WASHINGTON - Nesta quarta-feira será realizada a eleição de três conselheiros para a Comissão Interamericana de Direitos Humanos (CIDH), da Organização dos Estados Americanos (OEA). A escolha ocorre na última sessão da 47ª Assembleia Geral da OEA, que ocorre em Cancún, no México. Flávia Piovesan, secretária de Direitos Humanos do Brasil, tem outros cinco oponentes na disputa — os representantes de EUA, México, Argentina, Chile e Uruguai.
De acordo com fontes diplomáticas, os favoritos são o americano, o mexicano e a brasileira, que substituiriam justamente representantes dos três países — do Brasil, está encerrando seu mandato Paulo Vanucchi. Considerada uma grande especialista no tema, Piovesan, contudo, tem de enfrentar a turbulência política no Brasil e a resistência dos chamados países bolivarianos ao atual governo de Michel Temer, o que pode prejudicar um pouco sua candidatura. Assim, a grande ameaça para Piovesan seria a candidata chilena.

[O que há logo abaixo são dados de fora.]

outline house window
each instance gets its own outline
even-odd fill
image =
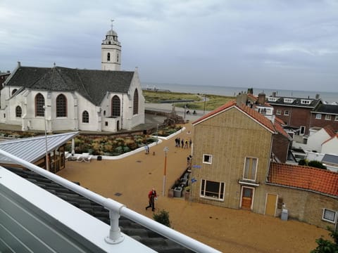
[[[139,113],[139,92],[137,89],[135,89],[135,92],[134,92],[134,108],[132,110],[132,114],[134,115],[137,113]]]
[[[82,112],[82,123],[89,123],[89,114],[87,111]]]
[[[35,117],[44,117],[44,98],[42,93],[35,96]]]
[[[56,117],[67,117],[67,98],[63,94],[56,97]]]
[[[326,221],[334,223],[336,221],[337,212],[324,208],[323,210],[322,219]]]
[[[23,114],[23,110],[21,110],[21,107],[18,105],[15,108],[15,117],[21,117],[22,114]]]
[[[112,117],[118,117],[120,115],[120,98],[115,95],[113,98],[111,98],[111,116]]]
[[[255,181],[257,170],[257,158],[245,157],[244,171],[243,179]]]
[[[201,197],[212,197],[224,200],[225,183],[202,179],[201,181]]]
[[[203,163],[207,163],[211,164],[213,160],[213,156],[211,155],[203,154]]]

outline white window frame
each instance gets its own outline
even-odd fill
[[[325,212],[331,212],[333,213],[333,220],[330,220],[329,219],[325,218]],[[334,211],[334,210],[331,210],[331,209],[327,209],[327,208],[324,208],[323,209],[322,219],[323,221],[334,223],[336,222],[336,220],[337,220],[337,211]]]
[[[331,120],[331,115],[325,115],[325,120]]]
[[[212,183],[219,183],[219,186],[218,186],[218,195],[217,196],[217,194],[215,194],[216,193],[212,193],[212,192],[210,192],[209,193],[215,193],[215,195],[214,196],[208,196],[206,195],[206,193],[208,194],[208,192],[206,192],[206,184],[208,182],[212,182]],[[223,185],[223,190],[222,191],[222,185]],[[203,186],[204,186],[204,187],[202,187]],[[206,180],[206,179],[201,179],[201,186],[200,186],[200,192],[199,192],[199,196],[201,197],[204,197],[204,198],[207,198],[207,199],[209,199],[209,200],[218,200],[218,201],[224,201],[224,195],[225,194],[225,182],[219,182],[219,181],[211,181],[211,180]],[[223,196],[223,197],[221,197]]]
[[[251,160],[252,162],[253,162],[253,161],[256,161],[256,164],[254,164],[254,167],[255,167],[255,168],[254,168],[254,169],[255,169],[254,174],[255,174],[255,175],[254,175],[254,179],[252,179],[252,176],[251,176],[249,179],[246,178],[246,174],[247,174],[247,173],[246,173],[246,167],[248,166],[248,169],[254,169],[253,167],[249,168],[249,166],[250,166],[250,164],[254,165],[254,164],[253,164],[252,162],[249,162],[249,163],[247,164],[246,162],[247,162],[248,160],[249,160],[249,161]],[[248,180],[248,181],[254,181],[254,182],[256,181],[256,176],[257,176],[257,167],[258,167],[258,158],[257,158],[257,157],[246,157],[244,158],[244,167],[243,168],[243,180]],[[252,174],[252,173],[251,173],[251,174]],[[252,175],[251,175],[251,176],[252,176]]]
[[[206,160],[206,157],[209,157],[210,159],[208,159],[208,161]],[[209,154],[203,154],[203,163],[207,164],[211,164],[213,162],[213,155],[209,155]]]

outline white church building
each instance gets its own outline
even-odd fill
[[[17,67],[3,84],[0,123],[23,131],[130,130],[144,123],[137,68],[121,71],[121,46],[111,29],[101,44],[101,69]]]

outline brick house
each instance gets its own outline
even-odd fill
[[[193,122],[191,200],[276,216],[284,203],[290,217],[324,228],[334,223],[338,174],[303,167],[301,173],[296,166],[299,174],[289,174],[289,180],[298,184],[275,179],[276,175],[282,178],[277,173],[287,178],[283,170],[292,167],[273,162],[284,162],[289,148],[289,137],[280,122],[234,101]],[[275,170],[273,164],[282,165]],[[315,184],[314,179],[323,180]],[[318,205],[308,208],[311,199],[318,200]]]

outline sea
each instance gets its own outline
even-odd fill
[[[172,92],[192,93],[199,94],[213,94],[236,96],[238,93],[247,92],[248,88],[251,87],[227,87],[218,86],[201,86],[193,84],[161,84],[142,82],[141,86],[143,89],[158,89],[159,91],[170,91]],[[265,88],[253,88],[254,95],[257,96],[261,92],[265,93],[267,96],[272,96],[275,92],[276,96],[285,96],[301,98],[315,98],[317,94],[327,103],[334,102],[338,103],[337,92],[313,91],[296,91],[284,89],[270,89]]]

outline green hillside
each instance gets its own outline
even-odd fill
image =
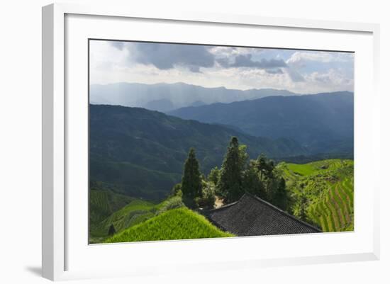
[[[159,202],[180,181],[190,147],[201,171],[219,166],[232,136],[255,159],[306,154],[291,139],[255,137],[230,127],[185,120],[157,111],[90,105],[90,179],[130,196]]]
[[[291,212],[323,232],[352,231],[353,164],[346,159],[280,163]]]
[[[128,205],[114,212],[104,220],[90,223],[89,242],[101,242],[106,239],[112,225],[117,233],[141,223],[168,210],[184,206],[179,196],[171,197],[159,204],[133,198]]]
[[[107,243],[233,237],[186,208],[169,210],[123,230]]]
[[[89,221],[96,224],[118,210],[134,198],[91,185],[89,191]]]

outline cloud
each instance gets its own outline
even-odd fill
[[[204,45],[123,42],[111,44],[121,50],[125,47],[129,49],[131,59],[136,63],[152,64],[160,70],[182,67],[199,72],[201,67],[214,65],[214,56]]]
[[[221,66],[225,68],[247,67],[277,70],[279,67],[287,67],[286,62],[283,59],[266,59],[262,58],[260,61],[255,61],[252,59],[251,54],[237,55],[234,57],[233,62],[230,62],[228,57],[219,58],[217,61]],[[277,72],[280,73],[280,71],[282,70],[279,69]],[[269,73],[272,74],[272,72]]]
[[[308,62],[348,62],[353,59],[352,53],[329,52],[295,52],[286,61],[289,66],[301,68]]]
[[[266,69],[265,72],[268,74],[283,74],[283,70],[280,68]]]
[[[293,68],[286,68],[286,72],[293,82],[305,81],[305,78],[303,78],[298,71],[294,70]]]
[[[301,93],[354,89],[353,54],[345,52],[91,40],[89,64],[91,84],[184,82]]]

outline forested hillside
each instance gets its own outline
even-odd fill
[[[232,136],[251,158],[305,154],[291,139],[255,137],[222,125],[185,120],[157,111],[90,106],[90,178],[126,195],[159,201],[180,181],[190,147],[203,172],[221,165]]]

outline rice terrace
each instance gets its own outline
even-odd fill
[[[354,231],[354,54],[91,40],[89,243]]]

O Brasil quitou há três meses a dívida de US$ 8 milhões que tinha com a OEA e ainda pagou, antes do vencimento, os US$ 10,6 milhões referentes à contribuição do país neste ano, somando US$ 18,6 milhões (R$ 57,8 milhões). O país ainda estuda doar US$ 500 mil (R$ 1,555 milhão) para a CIDH, que enfrenta grave crise financeira. Fontes diplomáticas afirmam que a quitação do débito foi consequência de um estudo realizado pelo governo brasileiro, capitaneado pelo Ministério do Planejamento com o Itamaraty, para analisar a situação das dívidas brasileiras com organismos internacionais e onde se decidiu que a OEA é um dos organismos prioritários.
Isso por si só já melhora a imagem no Brasil no organismo, que no ano passado chegou a ser cobrado publicamente por pequenos países caribenhos — o atraso do Brasil afetou a OEA e a CIDH, pois o país tem a segunda maior contribuição ao organismo, atrás apenas dos EUA. E o grande efeito paralelo é ajudar na campanha de Flávia Piovesan para o órgão de direitos humanos.
A eleição está prevista para ocorrer das 17h às 20h em Cancún, ou seja, das 19h às 22h do Brasil. Cada um dos 34 países da região conta com três votos, um para cada vaga e todos os países têm peso igual na eleição, seja os EUA ou pequenas nações caribenhas.